Whether you’re trying to open a bank account, send payments and transfers, or simply separate your business and personal finances without incurring costly fees, almost everything is harder than it needs to be.
Most business banking products are out of touch with the day-to-day needs of small business owners and emerging entrepreneurs. It was this realization that led me to found my company, Azlo, and offer solutions to the following five problems.
1. Banking can eat up precious time
The saying “Time is money” is especially true for entrepreneurs, and there’s a very real cost to inconvenient banking. As a business owner, you want to spend your time actually running your business. You certainly don’t have spare time to physically visit your bank branch, much less within narrow “banking” hours.
The whole concept of “going to the bank,” is incredibly antiquated and inconvenient, and there hasn’t been an industry-wide shift towards digital-first, mobile alternatives. Although 71% of bank customers regularly bank online, most large banks won’t allow you to open a business account without visiting a branch. Many banks also require you to visit a branch to make certain transactions. This is out-of-touch with what business owners need.
2. Banking fees can be costly
When you’re running a business, it’s incredibly important to be smart about your spending—you only want to spend money on things that will benefit your business.
Finding an affordable business banking option, however, isn’t always easy. You might find one that doesn’t charge monthly maintenance fees—but only if you maintain a minimum balance. Even then, you may incur overdraft fees, transaction fees, or countless other charges that eat into your profits. In 2018, the top five U.S. banks earned over $1 billion in checking account fees.
Most business bank options aren’t really supportive of cost-conscious small businesses (much less companies that are pre-revenue). And that can cause a lot of frustration for founders, who end up paying too much for services that don’t provide real value.
3. Payments and transfers can be slow
Cashflow is critical for entrepreneurs, and business owners often need the ability to move money quickly to pay employees or vendors. This is especially painful if you don’t have a lot of cash cushion. The problem is that the banking system isn’t really designed to move money quickly. Instead, it has standard timelines that exist to reduce risk for the banks themselves.
This has been changing, slowly, for consumer products. Over the past few years, we’ve been seeing instant P2P (person to person) transfers with services like Venmo and Cash App. However, the industry has been much slower to offer these types of services for business accounts, in part because of worries that it will cut into profit margins on products like wire transfers.
We’re just starting to see this change, and I believe we’re going to see an industry-wide focus on faster payments and transfers for business accounts in the near future.

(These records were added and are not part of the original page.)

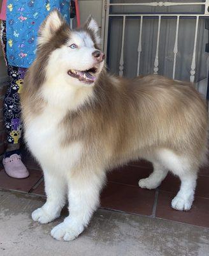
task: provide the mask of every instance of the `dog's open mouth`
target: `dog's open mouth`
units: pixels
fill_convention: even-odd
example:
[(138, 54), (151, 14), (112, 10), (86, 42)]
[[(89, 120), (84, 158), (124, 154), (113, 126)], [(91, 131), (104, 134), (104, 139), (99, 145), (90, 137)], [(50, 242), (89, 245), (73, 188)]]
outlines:
[(92, 84), (96, 80), (96, 77), (95, 75), (97, 71), (97, 68), (93, 67), (92, 68), (85, 71), (70, 69), (68, 70), (68, 74), (72, 77), (76, 78), (85, 84)]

4. Banks have a purely transactional relationship with their customers
Banks, for so long, have only offered transactional services: storing your money and providing you with access to capital. There hasn’t been a focus on offering more value—unless you have a huge corporate account with a high balance, in which case you’ll get a relationship manager who provides customized attention and advice.
As a founder, you shouldn’t have to have a million dollars in your account in order to feel valued and supported by your bank. I believe that banks need to move beyond this purely transactional relationship with their customers and start thinking critically about ways they can offer value beyond banking.
5. Business banking should break down barriers, not create them
Ultimately, all these hurdles stem from the fact that traditional banks aren’t in touch with modern small businesses. Entrepreneurs — and particularly entrepreneurs in the digital economy — expect immediate, straightforward, and valuable services from any institution they do business with. Banking should be no exception.
There’s hope, however: although these hurdles are real and present today, I believe the industry is evolving. We’re seeing new, digital-first banking options like my company, Azlo. With new technology and increased competition, established banks are also slowly course-correcting and starting to imitate the more transparent, mobile, and customer-friendly approach of their new competitors. We’re already seeing these barriers start to break down—and eventually, they’ll cease to exist.